Mathias FischerMathias Fischer
Gerichtssaal mit Polizist im Vordergrund und zwei Personen im Hintergrund
© vmh

Nach dem Tod eines Häftlings in der Justizanstalt Hirtenberg hat eine Untersuchungskommission erhebliche Mängel im Strafvollzug festgestellt. Der Todesfall wäre mit hoher Wahrscheinlichkeit vermeidbar gewesen, so Kommissionsleiter Wolfgang Gratz, so der ORF.

Die fünfköpfige Kommission unter Leitung des Kriminologen Wolfgang Gratz präsentierte am Montag einen 180 Seiten starken Untersuchungsbericht. Darin wird „erheblicher Reformbedarf“ konstatiert. Die Haftbedingungen benötigten „eine markante Verbesserung“, betonte Gratz bei der Pressekonferenz im Justizministerium.

Der Kommissionsleiter räumte ein, dass Überbelag in den Justizanstalten sowie personelle Engpässe im Exekutiv- und Fachdienstbereich schwierige Rahmenbedingungen schaffen. Dies gelte besonders für die forensisch-therapeutischen Zentren (FTZ).

Tod wäre vermeidbar gewesen

Im konkreten Fall hätte der Todesfall „mit erheblicher Wahrscheinlichkeit“ verhindert werden können, stellte Gratz fest. Voraussetzung wäre gewesen, dass Empfehlungen der internen Revision und der Volksanwaltschaft früher aufgegriffen und umgesetzt worden wären.

Der psychisch kranke Insasse war am 3. Dezember 2025 an Verletzungen gestorben, die ihm vor einem Häftlingstransport zugefügt worden waren.
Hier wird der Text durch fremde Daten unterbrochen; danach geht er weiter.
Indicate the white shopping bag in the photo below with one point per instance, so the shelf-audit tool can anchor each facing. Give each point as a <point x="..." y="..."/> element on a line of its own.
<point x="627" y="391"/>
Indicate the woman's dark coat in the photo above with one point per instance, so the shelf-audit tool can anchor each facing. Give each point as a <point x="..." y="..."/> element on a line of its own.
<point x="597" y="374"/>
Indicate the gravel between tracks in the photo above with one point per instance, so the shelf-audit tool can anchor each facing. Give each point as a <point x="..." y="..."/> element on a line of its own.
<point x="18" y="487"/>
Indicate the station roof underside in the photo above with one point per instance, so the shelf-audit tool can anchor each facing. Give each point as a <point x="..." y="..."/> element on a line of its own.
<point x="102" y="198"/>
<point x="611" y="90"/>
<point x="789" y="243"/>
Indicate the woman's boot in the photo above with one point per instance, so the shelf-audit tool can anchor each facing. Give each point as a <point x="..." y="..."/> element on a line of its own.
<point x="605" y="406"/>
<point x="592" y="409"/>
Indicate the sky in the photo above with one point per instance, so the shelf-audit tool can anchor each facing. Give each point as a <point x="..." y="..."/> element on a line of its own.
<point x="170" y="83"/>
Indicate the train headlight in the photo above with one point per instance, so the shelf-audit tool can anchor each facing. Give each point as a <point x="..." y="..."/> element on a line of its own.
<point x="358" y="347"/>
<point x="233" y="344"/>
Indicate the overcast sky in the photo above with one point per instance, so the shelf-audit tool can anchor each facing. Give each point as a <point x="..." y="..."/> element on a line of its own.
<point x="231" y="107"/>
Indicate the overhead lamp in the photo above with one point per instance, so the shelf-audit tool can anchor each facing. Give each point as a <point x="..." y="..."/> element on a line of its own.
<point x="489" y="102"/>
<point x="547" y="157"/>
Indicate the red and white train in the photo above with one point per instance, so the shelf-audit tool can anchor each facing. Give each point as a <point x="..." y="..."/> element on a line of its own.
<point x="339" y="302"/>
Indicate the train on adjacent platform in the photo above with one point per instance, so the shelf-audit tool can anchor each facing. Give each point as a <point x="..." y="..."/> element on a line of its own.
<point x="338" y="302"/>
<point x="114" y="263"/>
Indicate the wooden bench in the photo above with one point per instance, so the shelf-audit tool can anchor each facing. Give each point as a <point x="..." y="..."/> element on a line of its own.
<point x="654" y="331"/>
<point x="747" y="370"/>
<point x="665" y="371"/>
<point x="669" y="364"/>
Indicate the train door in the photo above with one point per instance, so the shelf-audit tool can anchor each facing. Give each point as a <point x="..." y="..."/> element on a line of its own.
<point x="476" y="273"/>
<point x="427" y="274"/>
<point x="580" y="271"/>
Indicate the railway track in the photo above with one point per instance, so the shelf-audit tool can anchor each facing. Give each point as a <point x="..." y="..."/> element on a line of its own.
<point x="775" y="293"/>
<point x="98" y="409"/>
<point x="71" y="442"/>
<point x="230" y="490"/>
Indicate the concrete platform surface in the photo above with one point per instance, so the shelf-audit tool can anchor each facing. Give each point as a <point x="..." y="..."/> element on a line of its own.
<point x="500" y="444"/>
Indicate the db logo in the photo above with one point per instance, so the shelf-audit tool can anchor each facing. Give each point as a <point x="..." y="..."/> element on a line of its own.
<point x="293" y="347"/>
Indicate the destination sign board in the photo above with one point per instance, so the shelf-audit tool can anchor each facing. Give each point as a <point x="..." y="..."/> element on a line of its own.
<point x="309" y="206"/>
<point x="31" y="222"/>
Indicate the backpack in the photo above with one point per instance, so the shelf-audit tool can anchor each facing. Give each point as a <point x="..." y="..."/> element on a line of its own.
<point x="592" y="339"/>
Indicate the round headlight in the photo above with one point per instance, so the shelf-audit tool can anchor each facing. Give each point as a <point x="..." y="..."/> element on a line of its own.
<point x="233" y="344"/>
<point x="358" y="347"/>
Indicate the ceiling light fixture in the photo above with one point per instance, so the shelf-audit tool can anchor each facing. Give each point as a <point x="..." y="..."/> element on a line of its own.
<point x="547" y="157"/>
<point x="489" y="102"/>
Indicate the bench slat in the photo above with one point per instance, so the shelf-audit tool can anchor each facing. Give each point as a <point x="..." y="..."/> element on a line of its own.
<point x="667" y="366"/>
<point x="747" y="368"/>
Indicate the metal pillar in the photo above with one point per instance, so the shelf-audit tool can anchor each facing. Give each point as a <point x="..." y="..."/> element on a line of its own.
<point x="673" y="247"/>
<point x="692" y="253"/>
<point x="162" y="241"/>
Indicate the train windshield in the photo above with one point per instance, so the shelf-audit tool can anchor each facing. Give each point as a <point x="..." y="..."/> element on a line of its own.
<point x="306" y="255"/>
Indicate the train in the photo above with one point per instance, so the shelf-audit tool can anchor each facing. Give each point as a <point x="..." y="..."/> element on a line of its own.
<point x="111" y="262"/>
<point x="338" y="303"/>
Justizministerin Anna Sporrer (SPÖ) wurde über die näheren Umstände offenbar erst Mitte Jänner detailliert informiert. Die Öffentlichkeit erfuhr am 15. Jänner davon.

78 Empfehlungen und Gesamtstrategie angekündigt

Der Bericht enthält 78 Empfehlungen an das Ministerium. Sporrer kündigte eine umgehende Analyse an. Anschließend solle eine „Gesamtstrategie“ entwickelt werden, um den Ist-Zustand raschest möglich zu verbessern. Ein „Weiterwurschteln wie bisher“ werde es nicht mehr geben, versicherte die Ministerin.

Der Kommission gehörten neben Gratz die Strafrechtsprofessorin Ingeborg Zerbes, die Psychologin Gunda Wössner, der auf Menschenrechte spezialisierte Wiener Rechtsanwalt Wilfried Embacher und Katrin Skala, Chefärztin des Kuratoriums für Psychosoziale Dienste in Wien, an.